Spreading Good Health This DiwaliThe biggest celebration of the year, known as Diwali, is being celebrated this weekend by Hindus, Jains, and Sikhs. Being a Hindu, Yash Birla has been most anticipating this celebration. In light of the current upheaval in the globe, he hopes that lights, fireworks, and diyas—traditional oil clay lamps used in celebration—will provide happiness and brightness.

Diwali, which falls on the same day as the Hindu New Year, is a celebration of light triumphing over darkness and good over evil. Traditionally, Diwali celebrations include setting up diyas in each room, receiving presents, dressing up, and indulging in a tonne of food—the last of which is probably Yash Birla’s favourite cheat time!

Diwali, the festival of lights, is quickly approaching and necessitates lights, colours, crackers, and sweets. Families gather and enjoy themselves during this auspicious time. But Diwali is also a time of unintentional mishaps and health risks. This year, try spreading good health this Diwali. You are exposed to smoke, fire, and excessive amounts of artery-clogging lipids that you ingest over what is allowed. As a result, it’s critical to maintain your health and safety and to never sacrifice it. That being said, Diwali need not be hazardous or unhealthy. Of course, it can be; just take the joy out of Diwali and leave the danger behind!

Reducing your salt intake 

We should be excused for underestimating the amount of salt we consume because it’s present in many of the meals we purchase. However, cutting back on salt is arguably the most crucial thing any of us can do to enhance our health. Excessive consumption of salt elevates blood pressure, thus augmenting the likelihood of heart disease and stroke—two grave and perhaps fatal ailments. People frequently claim to experience few or no symptoms of high blood pressure, which is sometimes referred to as the “silent killer.” Since the recommended daily intake of salt is less than 6g, or one level teaspoon, there will be a lot of opulent delicacies available during Diwali, so it’s especially crucial to watch how much salt we add to our food, as it quickly adds up.

Reducing salt consumption is a good idea because it takes our taste buds three weeks to adjust on average. The notion that food won’t taste as good if you add less salt is a prevalent one, but with a progressive reduction, the difference is frequently barely perceptible. So why not attempt cutting back on salt, meal by meal? Rice is typically consumed with curries, dahl, or as a foundation for biryani, thus, its lack of salt is barely noticeable. Since Indian cuisine is renowned for its abundance of flavours, spices, and smells, take advantage of this culinary ingenuity and replace salt with spices like dhania (coriander), garam masala, or jeera (cumin) to enhance our meal.

Snacks from the store are difficult to resist, but they are heavy in fat and salt. You can regulate how much salt and spice you use when you make these delectable treats at home. Accept your inner chef and experiment in the kitchen by baking, rather than frying, papdis (a crispy, flaky savoury cracker), poha (a flattened savoury rice dish), and chaklis (a crunchy spiral snack made of rice flour).

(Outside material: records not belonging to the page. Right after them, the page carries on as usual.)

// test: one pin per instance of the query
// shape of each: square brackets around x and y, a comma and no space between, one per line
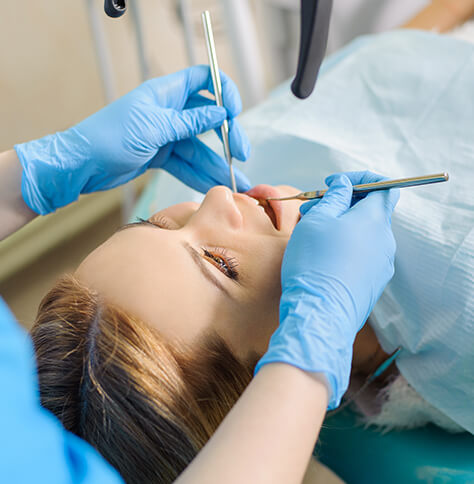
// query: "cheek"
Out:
[266,267]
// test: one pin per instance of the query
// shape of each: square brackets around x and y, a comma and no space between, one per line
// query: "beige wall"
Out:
[48,81]
[48,71]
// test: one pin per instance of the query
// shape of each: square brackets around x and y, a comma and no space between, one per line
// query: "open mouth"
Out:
[273,207]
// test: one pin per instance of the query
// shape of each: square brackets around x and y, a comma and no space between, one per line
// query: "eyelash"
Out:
[219,257]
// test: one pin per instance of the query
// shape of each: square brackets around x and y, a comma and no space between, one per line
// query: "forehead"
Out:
[149,273]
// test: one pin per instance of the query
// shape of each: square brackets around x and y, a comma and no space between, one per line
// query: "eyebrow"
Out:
[196,256]
[204,267]
[139,223]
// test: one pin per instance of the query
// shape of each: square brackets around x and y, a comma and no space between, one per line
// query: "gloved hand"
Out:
[336,265]
[153,126]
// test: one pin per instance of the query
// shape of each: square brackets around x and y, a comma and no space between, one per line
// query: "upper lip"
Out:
[272,207]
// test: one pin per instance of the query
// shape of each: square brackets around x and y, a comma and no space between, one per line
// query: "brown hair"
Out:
[146,404]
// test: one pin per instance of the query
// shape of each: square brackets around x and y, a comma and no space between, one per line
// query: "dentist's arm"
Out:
[14,212]
[154,126]
[442,15]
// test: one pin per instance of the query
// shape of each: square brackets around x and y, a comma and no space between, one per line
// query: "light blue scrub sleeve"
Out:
[34,446]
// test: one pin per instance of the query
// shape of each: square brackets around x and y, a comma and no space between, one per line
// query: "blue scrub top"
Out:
[34,447]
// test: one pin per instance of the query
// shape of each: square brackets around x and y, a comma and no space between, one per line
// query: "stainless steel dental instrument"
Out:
[216,81]
[371,187]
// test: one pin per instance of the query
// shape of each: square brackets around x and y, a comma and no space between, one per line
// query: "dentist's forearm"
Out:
[442,15]
[14,213]
[269,435]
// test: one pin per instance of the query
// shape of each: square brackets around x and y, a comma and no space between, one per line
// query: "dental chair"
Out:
[414,115]
[362,455]
[357,454]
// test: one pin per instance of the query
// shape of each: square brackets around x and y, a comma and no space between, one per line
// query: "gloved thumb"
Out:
[336,201]
[179,125]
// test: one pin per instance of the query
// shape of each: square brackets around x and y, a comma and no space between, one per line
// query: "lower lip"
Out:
[262,192]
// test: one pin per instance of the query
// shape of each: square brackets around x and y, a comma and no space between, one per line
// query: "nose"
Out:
[219,204]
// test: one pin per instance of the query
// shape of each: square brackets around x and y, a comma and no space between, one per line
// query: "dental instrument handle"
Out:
[216,82]
[371,187]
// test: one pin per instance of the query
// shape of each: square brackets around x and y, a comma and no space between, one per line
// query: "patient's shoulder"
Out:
[318,473]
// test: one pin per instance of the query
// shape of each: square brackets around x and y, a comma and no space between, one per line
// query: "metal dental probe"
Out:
[216,81]
[371,187]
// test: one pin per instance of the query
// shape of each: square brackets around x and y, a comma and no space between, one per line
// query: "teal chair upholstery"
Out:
[359,455]
[362,455]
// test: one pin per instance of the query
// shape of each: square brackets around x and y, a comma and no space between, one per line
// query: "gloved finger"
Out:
[336,201]
[199,167]
[199,78]
[238,140]
[197,100]
[176,125]
[379,204]
[359,177]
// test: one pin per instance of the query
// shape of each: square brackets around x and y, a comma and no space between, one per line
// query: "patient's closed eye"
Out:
[226,264]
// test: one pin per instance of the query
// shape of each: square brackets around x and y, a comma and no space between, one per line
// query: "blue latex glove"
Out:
[153,126]
[336,265]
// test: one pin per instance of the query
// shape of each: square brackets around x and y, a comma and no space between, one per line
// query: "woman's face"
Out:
[192,268]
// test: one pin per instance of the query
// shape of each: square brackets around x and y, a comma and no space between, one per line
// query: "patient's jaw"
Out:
[195,268]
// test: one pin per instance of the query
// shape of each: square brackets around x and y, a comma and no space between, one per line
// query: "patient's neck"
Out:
[368,354]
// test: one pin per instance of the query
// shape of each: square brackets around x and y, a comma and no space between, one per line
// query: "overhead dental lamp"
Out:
[315,17]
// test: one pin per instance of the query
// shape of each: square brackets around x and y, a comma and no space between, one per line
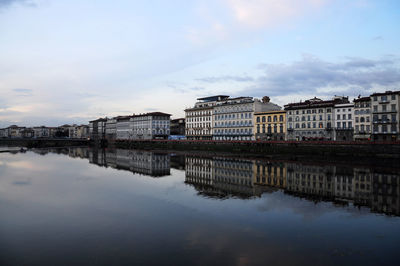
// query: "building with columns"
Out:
[233,117]
[362,118]
[385,116]
[312,119]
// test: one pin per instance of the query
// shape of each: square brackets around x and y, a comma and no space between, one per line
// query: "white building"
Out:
[199,119]
[41,132]
[233,117]
[312,119]
[344,121]
[386,116]
[97,128]
[155,125]
[362,118]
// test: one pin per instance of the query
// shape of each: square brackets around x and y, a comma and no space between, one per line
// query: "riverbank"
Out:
[306,148]
[43,142]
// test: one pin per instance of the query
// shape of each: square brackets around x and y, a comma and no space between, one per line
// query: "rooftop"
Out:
[213,98]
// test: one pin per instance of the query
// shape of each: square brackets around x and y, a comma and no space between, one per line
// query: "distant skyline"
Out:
[72,61]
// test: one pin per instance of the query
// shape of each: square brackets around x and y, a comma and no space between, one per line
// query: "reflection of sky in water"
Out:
[61,210]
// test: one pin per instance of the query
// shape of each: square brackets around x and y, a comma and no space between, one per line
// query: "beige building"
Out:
[270,125]
[386,116]
[362,118]
[199,119]
[312,119]
[234,117]
[271,174]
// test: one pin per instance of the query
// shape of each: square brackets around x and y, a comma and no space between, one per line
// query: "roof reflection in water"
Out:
[224,177]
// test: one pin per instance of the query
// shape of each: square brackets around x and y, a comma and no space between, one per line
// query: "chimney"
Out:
[265,99]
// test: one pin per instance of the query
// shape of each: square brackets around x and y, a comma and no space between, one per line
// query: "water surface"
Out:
[79,206]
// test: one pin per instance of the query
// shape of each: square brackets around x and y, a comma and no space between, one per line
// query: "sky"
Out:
[71,61]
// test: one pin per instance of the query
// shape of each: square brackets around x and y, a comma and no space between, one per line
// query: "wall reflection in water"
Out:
[225,177]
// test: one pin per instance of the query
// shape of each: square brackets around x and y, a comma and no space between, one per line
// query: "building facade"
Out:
[178,127]
[147,126]
[270,125]
[385,116]
[233,117]
[199,119]
[344,121]
[97,128]
[312,119]
[362,118]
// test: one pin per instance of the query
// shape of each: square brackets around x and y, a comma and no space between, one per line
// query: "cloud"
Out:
[269,13]
[377,38]
[7,3]
[23,92]
[312,75]
[225,78]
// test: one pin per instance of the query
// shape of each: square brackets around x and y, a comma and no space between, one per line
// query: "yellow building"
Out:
[270,125]
[271,174]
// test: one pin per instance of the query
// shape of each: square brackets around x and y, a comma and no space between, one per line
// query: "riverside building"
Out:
[344,121]
[385,115]
[312,119]
[362,118]
[199,119]
[270,125]
[233,117]
[155,125]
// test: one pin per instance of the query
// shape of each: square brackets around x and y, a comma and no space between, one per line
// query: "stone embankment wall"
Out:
[43,142]
[311,148]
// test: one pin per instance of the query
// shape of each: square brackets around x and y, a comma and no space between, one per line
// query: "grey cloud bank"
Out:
[311,75]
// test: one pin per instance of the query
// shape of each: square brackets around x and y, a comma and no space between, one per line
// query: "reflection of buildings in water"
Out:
[268,173]
[310,179]
[79,152]
[198,171]
[386,190]
[141,162]
[344,183]
[234,176]
[221,177]
[362,186]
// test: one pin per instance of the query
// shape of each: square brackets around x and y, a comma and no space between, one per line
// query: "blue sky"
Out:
[72,61]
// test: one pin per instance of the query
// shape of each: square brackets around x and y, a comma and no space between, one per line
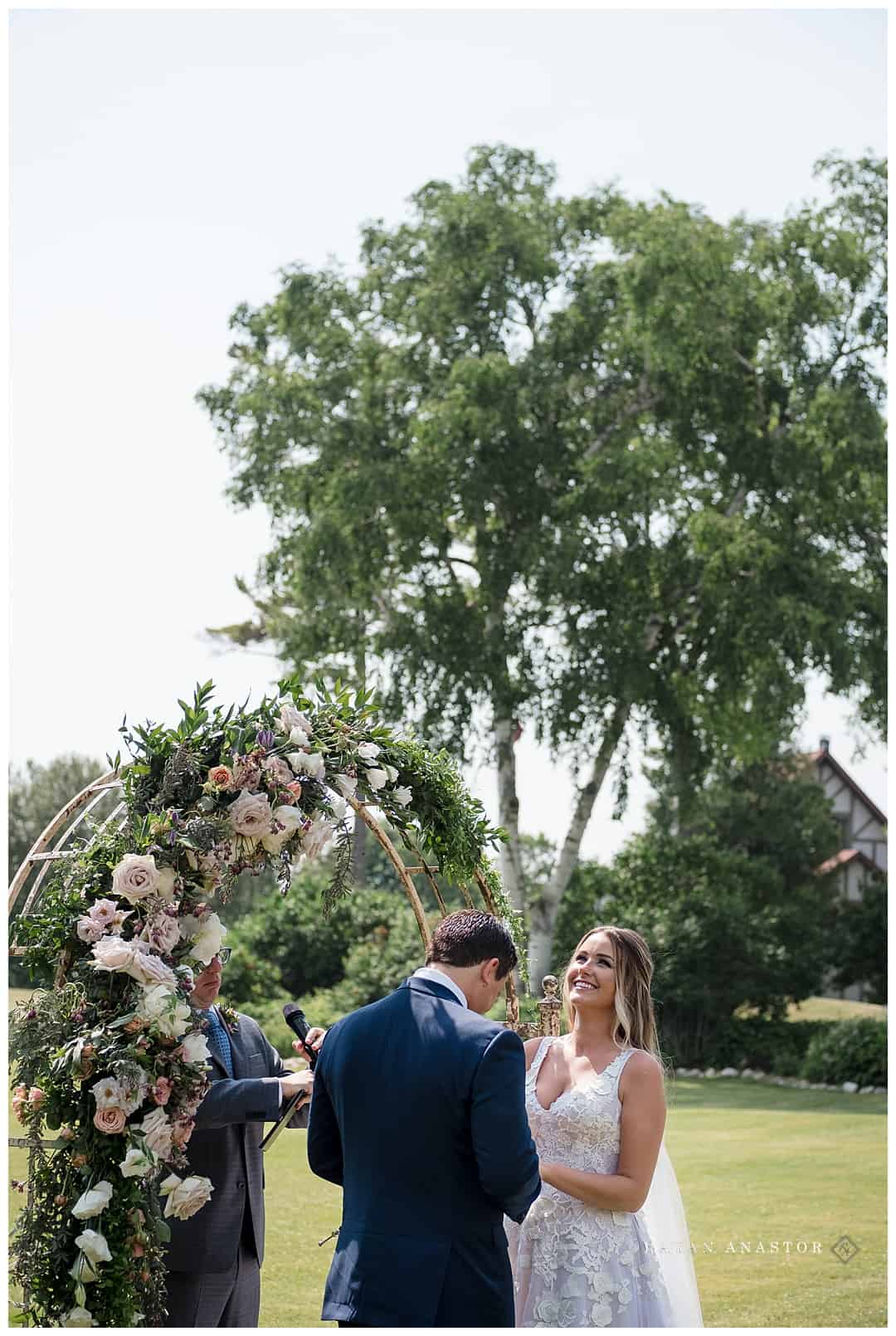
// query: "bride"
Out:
[606,1243]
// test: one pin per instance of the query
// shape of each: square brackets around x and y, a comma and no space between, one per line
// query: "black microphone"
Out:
[294,1017]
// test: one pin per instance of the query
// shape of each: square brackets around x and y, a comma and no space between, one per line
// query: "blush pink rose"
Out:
[182,1132]
[160,1092]
[110,1119]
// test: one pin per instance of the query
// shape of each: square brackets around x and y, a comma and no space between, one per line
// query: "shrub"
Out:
[250,978]
[776,1046]
[848,1051]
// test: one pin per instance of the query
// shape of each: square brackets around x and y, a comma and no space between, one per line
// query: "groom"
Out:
[418,1112]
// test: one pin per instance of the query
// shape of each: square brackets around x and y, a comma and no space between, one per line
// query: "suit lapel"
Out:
[236,1051]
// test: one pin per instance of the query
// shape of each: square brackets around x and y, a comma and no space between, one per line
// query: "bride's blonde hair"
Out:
[635,1024]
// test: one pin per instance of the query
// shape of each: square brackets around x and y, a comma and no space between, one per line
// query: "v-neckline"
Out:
[547,1108]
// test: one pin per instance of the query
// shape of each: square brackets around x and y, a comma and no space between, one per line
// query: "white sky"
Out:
[164,164]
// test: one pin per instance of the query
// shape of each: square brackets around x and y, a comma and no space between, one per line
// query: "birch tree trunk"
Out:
[509,810]
[543,910]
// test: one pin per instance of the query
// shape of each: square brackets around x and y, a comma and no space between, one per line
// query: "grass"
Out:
[756,1164]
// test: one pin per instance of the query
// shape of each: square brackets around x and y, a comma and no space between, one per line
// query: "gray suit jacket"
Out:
[225,1147]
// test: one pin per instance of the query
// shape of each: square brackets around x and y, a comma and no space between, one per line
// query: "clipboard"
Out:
[289,1109]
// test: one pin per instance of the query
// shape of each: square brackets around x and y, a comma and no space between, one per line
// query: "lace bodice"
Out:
[577,1264]
[581,1128]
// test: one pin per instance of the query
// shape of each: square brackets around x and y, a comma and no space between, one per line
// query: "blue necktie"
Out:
[219,1041]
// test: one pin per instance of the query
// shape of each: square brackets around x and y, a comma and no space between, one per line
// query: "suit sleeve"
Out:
[249,1100]
[502,1143]
[324,1140]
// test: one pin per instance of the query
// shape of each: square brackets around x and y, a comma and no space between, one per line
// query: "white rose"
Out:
[113,953]
[103,911]
[291,718]
[94,1202]
[83,1270]
[318,836]
[195,1048]
[107,1093]
[135,876]
[167,878]
[78,1318]
[309,763]
[206,935]
[149,969]
[160,1007]
[187,1197]
[135,1164]
[291,819]
[339,807]
[250,814]
[157,1129]
[163,933]
[89,929]
[94,1246]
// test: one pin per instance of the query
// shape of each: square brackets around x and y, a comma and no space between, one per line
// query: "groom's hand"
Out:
[314,1040]
[297,1082]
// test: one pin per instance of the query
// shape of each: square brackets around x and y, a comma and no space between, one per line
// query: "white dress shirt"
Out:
[426,972]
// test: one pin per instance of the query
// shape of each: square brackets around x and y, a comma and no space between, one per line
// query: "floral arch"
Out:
[120,911]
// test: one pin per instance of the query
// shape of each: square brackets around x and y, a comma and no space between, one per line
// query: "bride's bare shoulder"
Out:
[530,1049]
[642,1072]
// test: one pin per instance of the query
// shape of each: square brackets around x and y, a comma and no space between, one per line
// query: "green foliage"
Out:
[37,792]
[218,795]
[580,909]
[848,1051]
[582,462]
[757,1042]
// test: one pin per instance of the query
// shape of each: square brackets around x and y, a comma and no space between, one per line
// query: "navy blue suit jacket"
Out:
[418,1112]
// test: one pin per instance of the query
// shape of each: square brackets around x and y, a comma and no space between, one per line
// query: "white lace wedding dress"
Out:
[580,1265]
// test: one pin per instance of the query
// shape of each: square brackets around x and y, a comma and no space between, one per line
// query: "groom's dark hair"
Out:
[471,937]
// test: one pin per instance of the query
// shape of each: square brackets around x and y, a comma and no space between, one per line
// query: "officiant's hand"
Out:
[297,1082]
[314,1040]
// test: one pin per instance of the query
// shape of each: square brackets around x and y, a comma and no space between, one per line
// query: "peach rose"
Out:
[110,1119]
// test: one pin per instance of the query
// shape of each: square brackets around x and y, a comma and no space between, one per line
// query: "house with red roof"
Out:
[864,838]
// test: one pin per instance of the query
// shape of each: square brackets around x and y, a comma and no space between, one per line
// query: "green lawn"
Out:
[756,1165]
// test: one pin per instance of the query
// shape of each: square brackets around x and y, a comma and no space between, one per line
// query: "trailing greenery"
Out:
[115,1057]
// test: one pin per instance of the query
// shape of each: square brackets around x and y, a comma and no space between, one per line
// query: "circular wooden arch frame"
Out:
[55,845]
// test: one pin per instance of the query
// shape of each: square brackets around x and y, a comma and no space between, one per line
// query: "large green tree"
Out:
[576,464]
[735,910]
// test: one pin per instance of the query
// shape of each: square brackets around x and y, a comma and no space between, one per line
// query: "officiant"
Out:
[214,1259]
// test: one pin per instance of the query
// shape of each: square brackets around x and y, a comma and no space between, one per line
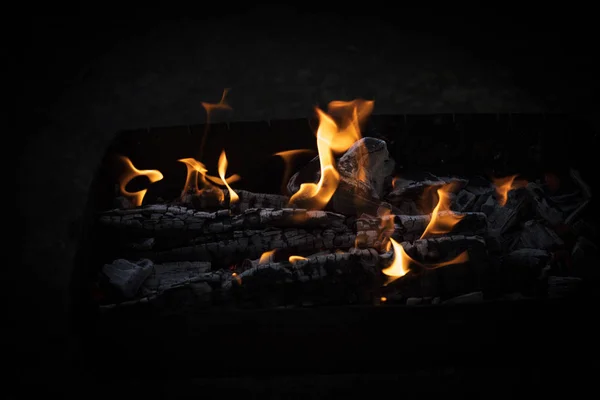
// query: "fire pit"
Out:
[418,212]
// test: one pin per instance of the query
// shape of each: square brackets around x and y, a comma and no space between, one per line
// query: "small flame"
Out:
[196,182]
[210,107]
[136,197]
[287,159]
[233,197]
[266,257]
[503,186]
[442,223]
[399,266]
[293,259]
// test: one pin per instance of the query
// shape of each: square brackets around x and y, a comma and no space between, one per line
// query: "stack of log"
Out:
[263,251]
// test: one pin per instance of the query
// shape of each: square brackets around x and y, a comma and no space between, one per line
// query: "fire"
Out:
[266,257]
[442,223]
[399,266]
[332,137]
[503,186]
[136,197]
[293,259]
[233,197]
[210,107]
[400,263]
[287,159]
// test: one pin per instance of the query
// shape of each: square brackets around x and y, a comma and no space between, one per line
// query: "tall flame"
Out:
[442,222]
[233,197]
[332,137]
[399,266]
[132,172]
[266,257]
[503,186]
[287,156]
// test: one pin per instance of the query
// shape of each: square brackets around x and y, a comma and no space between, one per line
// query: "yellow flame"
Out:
[293,259]
[195,181]
[136,198]
[442,223]
[287,156]
[266,257]
[505,185]
[233,197]
[399,266]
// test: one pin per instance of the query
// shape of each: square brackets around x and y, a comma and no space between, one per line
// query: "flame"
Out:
[287,156]
[442,223]
[136,197]
[195,181]
[399,266]
[266,257]
[233,197]
[503,186]
[293,259]
[210,107]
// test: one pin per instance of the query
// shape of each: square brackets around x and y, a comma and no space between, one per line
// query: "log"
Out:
[166,221]
[374,231]
[315,267]
[252,243]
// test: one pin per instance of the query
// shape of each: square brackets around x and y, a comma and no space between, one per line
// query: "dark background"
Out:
[81,74]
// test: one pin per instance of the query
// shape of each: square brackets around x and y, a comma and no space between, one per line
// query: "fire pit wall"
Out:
[172,255]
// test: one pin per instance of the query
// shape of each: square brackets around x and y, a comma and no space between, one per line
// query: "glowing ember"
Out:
[441,223]
[132,172]
[233,197]
[399,266]
[293,259]
[503,186]
[266,257]
[287,158]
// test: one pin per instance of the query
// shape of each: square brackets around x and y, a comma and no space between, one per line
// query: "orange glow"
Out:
[132,172]
[210,107]
[266,257]
[293,259]
[233,197]
[195,181]
[399,266]
[287,159]
[503,186]
[442,223]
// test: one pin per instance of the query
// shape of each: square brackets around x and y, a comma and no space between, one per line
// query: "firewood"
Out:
[252,243]
[159,220]
[315,267]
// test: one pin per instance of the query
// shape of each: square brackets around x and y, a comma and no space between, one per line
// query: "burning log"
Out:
[161,220]
[252,243]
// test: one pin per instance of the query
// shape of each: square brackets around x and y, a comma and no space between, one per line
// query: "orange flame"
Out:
[293,259]
[333,137]
[210,107]
[266,257]
[136,197]
[503,186]
[233,197]
[287,159]
[399,266]
[195,181]
[442,223]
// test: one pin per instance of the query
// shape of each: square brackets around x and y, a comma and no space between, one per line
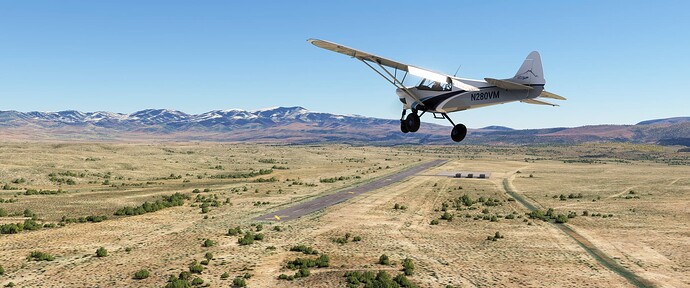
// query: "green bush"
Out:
[248,239]
[239,282]
[322,261]
[447,216]
[408,266]
[384,260]
[174,282]
[234,231]
[197,281]
[302,272]
[196,268]
[101,252]
[185,275]
[208,243]
[142,274]
[40,256]
[11,228]
[304,249]
[560,219]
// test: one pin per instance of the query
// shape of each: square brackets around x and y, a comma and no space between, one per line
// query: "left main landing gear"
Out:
[410,123]
[459,131]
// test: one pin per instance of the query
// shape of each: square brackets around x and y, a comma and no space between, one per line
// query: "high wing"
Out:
[361,55]
[413,70]
[508,85]
[547,94]
[538,102]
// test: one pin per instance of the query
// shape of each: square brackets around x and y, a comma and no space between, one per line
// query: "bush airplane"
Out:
[440,94]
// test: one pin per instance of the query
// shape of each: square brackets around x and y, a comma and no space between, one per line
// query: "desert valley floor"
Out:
[630,201]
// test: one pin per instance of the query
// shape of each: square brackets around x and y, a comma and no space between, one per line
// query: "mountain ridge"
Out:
[298,125]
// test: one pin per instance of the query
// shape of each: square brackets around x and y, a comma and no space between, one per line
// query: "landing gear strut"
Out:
[411,122]
[403,125]
[459,131]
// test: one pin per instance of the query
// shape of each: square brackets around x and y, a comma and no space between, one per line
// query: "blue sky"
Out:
[617,62]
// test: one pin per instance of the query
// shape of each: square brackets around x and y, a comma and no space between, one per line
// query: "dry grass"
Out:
[649,241]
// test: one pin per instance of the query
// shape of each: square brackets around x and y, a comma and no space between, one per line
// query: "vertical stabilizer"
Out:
[531,71]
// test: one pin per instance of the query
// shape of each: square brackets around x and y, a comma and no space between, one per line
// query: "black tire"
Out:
[412,122]
[458,133]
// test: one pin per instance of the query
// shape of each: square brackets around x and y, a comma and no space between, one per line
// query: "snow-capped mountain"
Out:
[299,125]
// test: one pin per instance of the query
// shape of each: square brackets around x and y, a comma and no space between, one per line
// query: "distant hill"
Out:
[299,125]
[674,120]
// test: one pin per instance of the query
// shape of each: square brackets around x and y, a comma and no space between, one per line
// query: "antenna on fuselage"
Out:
[456,71]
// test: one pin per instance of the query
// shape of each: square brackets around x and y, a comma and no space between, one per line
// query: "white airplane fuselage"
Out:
[456,99]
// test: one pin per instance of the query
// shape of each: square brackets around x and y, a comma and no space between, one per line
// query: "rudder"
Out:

Reducing your sugar and saturated fat intake 

Without the various varieties of mithai, which are naturally filled with sugar, Diwali would not be complete! While sugar syrup, condensed milk, honey, gulkand (a sweet preserve made of rose petals), jaggery (cane sugar), and other ingredients are thought to be healthier because they come from natural sources, in reality, all of these ingredients are just variations on sugar and have the same effect on our bodies!

Mithai are typically made with coconut oil or ghee, which is clarified butter, giving them a high-calorie content. It would be preferable to make these mithais with less sugar, with oils such as sunflower or rapeseed that are lower in saturated fat, or with even more dried fruit.

Yash Birla explains that he understands how difficult it is to resist indulging in these decadent treats! However, you may still enjoy these treats in moderation. By doing so, you’ll feel better and be able to indulge in a wider range of sweets.

These days, everyone’s primary worry is their health and well-being. We are one step closer to enhancing our general physical well-being, both now and in the future, by implementing these minor adjustments during our Diwali celebrations. We would like to use this occasion to wish everyone a very happy Diwali. In keeping with our lovely, rich Indian tradition, we hope this blog inspires you all to convert your Diwali festivities to healthier ones.

Of course, it is not conceivable or practical to be a monk on Diwali. As a result, it’s important to remember to do everything in moderation, including drinking and eating sweets. Spreading good health this Diwali should be our main goal along with our enjoyment. Your body needs to undergo a detoxification after Diwali, which calls for adjustments to your nutrition, eating habits, sleep schedule, and other aspects of your lifestyle.